Ils ont vécu dans l’Aisne, ont été casernés dans l’Aisne… et sont nés partout en France

L’idée est venue en mars 2019. Le 19 mars, on commémorait le cessez-le-feu de 1962, qui mettait fin à huit ans de guerre. Par curiosité, nous avons cherché à savoir combien d’Axonais étaient morts pendant ce conflit. Un peu à l’image de ce qui s’est fait pour la Première Guerre mondiale. Beaucoup d’infographies avaient été produites autour des Poilus et de la Grande Guerre.

Notre premier réflexe a été de nous rendre sur le site du gouvernement : Mémoire des hommes. Il y a bien un onglet “Guerre d’Algérie”, mais cela ne convenait pas. Nous pensons qu’il y a eu une mise à jour depuis nos visites car impossible de se souvenir de ce qui ne convenait pas :|

Seconde idée, toujours le 19 mars : MémorialGenWeb. Là encore, un site excellent. Mais, il ne listait qu’une soixantaine de noms. Cela semblait un peu faible pour 8 années de conflit. Du moins, c’était suffisamment surprenant pour que nous prenions la décision de reporter un article sur la thématique de la guerre d’Algérie.
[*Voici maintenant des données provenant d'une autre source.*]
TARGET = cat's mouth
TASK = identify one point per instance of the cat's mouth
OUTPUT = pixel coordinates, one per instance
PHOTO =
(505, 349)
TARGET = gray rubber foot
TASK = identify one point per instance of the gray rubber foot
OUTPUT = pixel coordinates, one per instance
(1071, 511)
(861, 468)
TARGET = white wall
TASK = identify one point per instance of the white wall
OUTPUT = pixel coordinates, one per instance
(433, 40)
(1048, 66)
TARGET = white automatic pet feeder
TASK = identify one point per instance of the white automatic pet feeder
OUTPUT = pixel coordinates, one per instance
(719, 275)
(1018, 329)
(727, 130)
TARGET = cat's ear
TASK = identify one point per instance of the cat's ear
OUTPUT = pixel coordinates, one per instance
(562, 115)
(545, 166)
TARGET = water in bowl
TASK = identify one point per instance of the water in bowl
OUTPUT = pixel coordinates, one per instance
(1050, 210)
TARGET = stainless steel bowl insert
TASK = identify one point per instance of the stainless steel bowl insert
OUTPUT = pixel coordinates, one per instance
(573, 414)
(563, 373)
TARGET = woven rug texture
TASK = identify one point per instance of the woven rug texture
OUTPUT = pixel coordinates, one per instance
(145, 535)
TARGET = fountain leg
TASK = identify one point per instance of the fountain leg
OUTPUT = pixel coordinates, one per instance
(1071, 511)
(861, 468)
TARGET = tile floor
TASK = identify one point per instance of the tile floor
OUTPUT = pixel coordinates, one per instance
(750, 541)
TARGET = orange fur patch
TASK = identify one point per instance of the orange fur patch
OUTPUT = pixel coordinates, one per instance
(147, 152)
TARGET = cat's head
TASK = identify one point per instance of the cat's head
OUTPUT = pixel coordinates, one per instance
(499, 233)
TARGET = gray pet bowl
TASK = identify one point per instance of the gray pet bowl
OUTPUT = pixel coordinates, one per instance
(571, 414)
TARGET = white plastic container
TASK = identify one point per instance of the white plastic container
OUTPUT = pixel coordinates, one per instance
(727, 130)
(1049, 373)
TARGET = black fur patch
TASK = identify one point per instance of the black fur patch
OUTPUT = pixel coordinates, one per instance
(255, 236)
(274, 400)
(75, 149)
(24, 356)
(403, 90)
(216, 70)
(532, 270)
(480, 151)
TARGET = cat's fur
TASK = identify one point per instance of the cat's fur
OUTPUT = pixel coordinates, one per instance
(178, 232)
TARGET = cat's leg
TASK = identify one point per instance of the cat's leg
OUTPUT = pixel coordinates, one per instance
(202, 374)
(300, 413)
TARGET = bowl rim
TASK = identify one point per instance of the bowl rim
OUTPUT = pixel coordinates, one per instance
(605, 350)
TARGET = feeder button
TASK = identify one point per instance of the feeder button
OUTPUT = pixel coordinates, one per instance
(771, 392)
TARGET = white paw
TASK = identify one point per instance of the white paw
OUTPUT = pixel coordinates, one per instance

Entre temps, nous avions tout de même scrappé la base de données de MémorialGenWeb à l’aide de l’outil Chrome Dataminer. Ce n’est pas la première fois que nous en parlons, et cet outil (un add-on de Chrome), est vraiment pas mal. Pas aussi bien que OutwitHub mais il mérite d’être testé. Le webscrapping, c’est récupérer le contenu des pages d’un site Internet sous forme de tableau Excel. Pour faire simple. C’est extrêmement pratique.

Data Miner…

Finalement, nous avons trouvé LA bonne source. Celle qui permettait de connaître le nombre d’Axonais morts, ainsi que le lieu, la date et les circonstances de leur décès. MAIS AUSSI : le lieu de naissance, la date de naissance, le lieu de la sépulture, le lieu de résidence… tout. Où donc ? Auprès de la FNACA. La Fédération nationale des anciens combattants en Algérie, Maroc et Tunisie de l’Aisne (FNACA) a publié un livre, il y a plusieurs années, intitulé “Non à l’oubli, l’Aisne, un département meurtri”. C’est avec cette base que nous avons travaillé. Une base de données rédigée par Daniel Henry et Michel Le Roux. Un travail colossal. Plus de 300 pages, des centaines de noms, des fragments de vie, et des photos des combattants.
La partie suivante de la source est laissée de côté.